Liceo Scientifico "Paolo Frisi" - Monza

Premio Letterario "Federico Ghibaudo"
Premio Speciale Giuria

“f f”
“Le crâne - rasè - est signe - da la tranchance”

di Matteo Pozzi - 5aI



Si svegliò la mattina successiva, sussurrando il refrain “sono una cosa insensata, scevra dal senso, sono una cosa insensata, scevra dal senso”: messe, da parte, tutte le ambizioni e tutte le perdite e gli allontanamenti, e pregò per un giorno tutti gli prestassero attenzione. Non capiva più nulla, e questo alimentava il vuoto orrido che tutto, a un tratto, gli era montato in testa, circa le parole. Aveva fatto sempre della loro esuberanza corposa, unta, insaccata, una religione, la religione delle intenzioni, e della oralità fisica, travisandosi sempre, certo. La geometria, la geometria, la crâne rasé: ecco quello che ci voleva. E più ci aveva pensato sempre, e più eccedeva in showdown, in manierismi, in colpi di scena. Così finalmente decisa quel giorno di stare zitto.
E fu notte, ed ei fu strano.
Si svegliò la mattina successiva, ed il sussurro, solo nel pensiero, eppure, permaneva. La velocità del processo di incendio, come come nelle tute russe il cosmonauta, color luna, attraverso i cieli, piangendo, era alla fin fine la sola cosa che alla fin fine lo preoccupava, eppure, non era così netto, bigio, grigio su bianco, stanco: fortissimo: sapeva, e lo sapeva, che nessuno capiva, e nessuno avrebbe capito, e che nessuno avrebbe capito, era certo, fatto forte, fortificato; era veloce!! L’orrore era che nessuno capiva che avrebbe voluto, se lo avesse voluto, essere come quegli avrebbe voluto che fosse, sempre sotto le stelle, con tutto le esuberanze degli anticonformisti, con tutte le brave libertà degli anticonformisti, con tutte le dimostrazioni degli anticonformisti, senza una singola ripetizione, una singola virgola, una singola schiumetta che non fosse là dove uno bravo, e bello, e originale, come erano in troppi, la avrebbe posta, a cena, senza che prendesse, come in Umbria, e caldo e freddo, pansecco, e terra, tanta.

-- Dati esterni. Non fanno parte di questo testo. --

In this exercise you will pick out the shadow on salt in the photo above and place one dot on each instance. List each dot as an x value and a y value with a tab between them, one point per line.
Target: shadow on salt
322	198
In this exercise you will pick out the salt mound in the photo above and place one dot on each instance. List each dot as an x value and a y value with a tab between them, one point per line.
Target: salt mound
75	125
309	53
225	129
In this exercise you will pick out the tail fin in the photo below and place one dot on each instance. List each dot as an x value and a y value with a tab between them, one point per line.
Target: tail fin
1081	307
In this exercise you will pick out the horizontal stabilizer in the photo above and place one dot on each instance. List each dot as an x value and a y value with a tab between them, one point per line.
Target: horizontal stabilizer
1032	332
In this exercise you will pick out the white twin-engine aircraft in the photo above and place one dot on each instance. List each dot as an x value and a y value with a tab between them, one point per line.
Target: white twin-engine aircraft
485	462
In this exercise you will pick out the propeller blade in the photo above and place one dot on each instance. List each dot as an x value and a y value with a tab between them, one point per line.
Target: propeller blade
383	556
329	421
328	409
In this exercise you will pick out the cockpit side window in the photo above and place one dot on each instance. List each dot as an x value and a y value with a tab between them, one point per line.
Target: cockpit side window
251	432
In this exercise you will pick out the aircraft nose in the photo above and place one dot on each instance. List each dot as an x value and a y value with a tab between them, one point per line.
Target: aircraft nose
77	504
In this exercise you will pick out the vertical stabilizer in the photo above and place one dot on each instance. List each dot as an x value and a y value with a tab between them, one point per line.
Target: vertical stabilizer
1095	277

Ma quanti (...il manoscritto si interrompe improvvisamente...) Ma quante (...il manoscritto si interrompe, prontamente...) Oh ma quante belle cose!! Così finalmente decise quel giorno di stare zitto, nella testa.
E fu notte, ed egli fu straniero.
Si svegliò la mattina successiva; desiderando desiderando fortissimamente, come se potesse, e non volesse, per maggior godimento, svuotare la vescica sulle maioliche rosa, con tanta, davvero, violenza, una violenza finalmente scevra dal male: ma non vi riusciva, e non aveva la minimissima intenzione di coricarsi: di far convergere.
Di far convergere addosso a se stesso tutte tutte le preghiere di tutta la brava gente, e che quella cattiva lo rispettasse, e lo temesse, e viceversamente; di potere alla fin fine, circolando, declamare, senza bocca aprire che fosse la sua, la vergogna ultima della poesia, dell’essere uomo, dell’essere uomo, passare: alla forma breve, la vita linda, la vita felice. Così finalmente decise quel giorno di stare: e sorrideva, e sorrideva, e sopra tutti, stava.
E fu per sempre notte, e straordinario.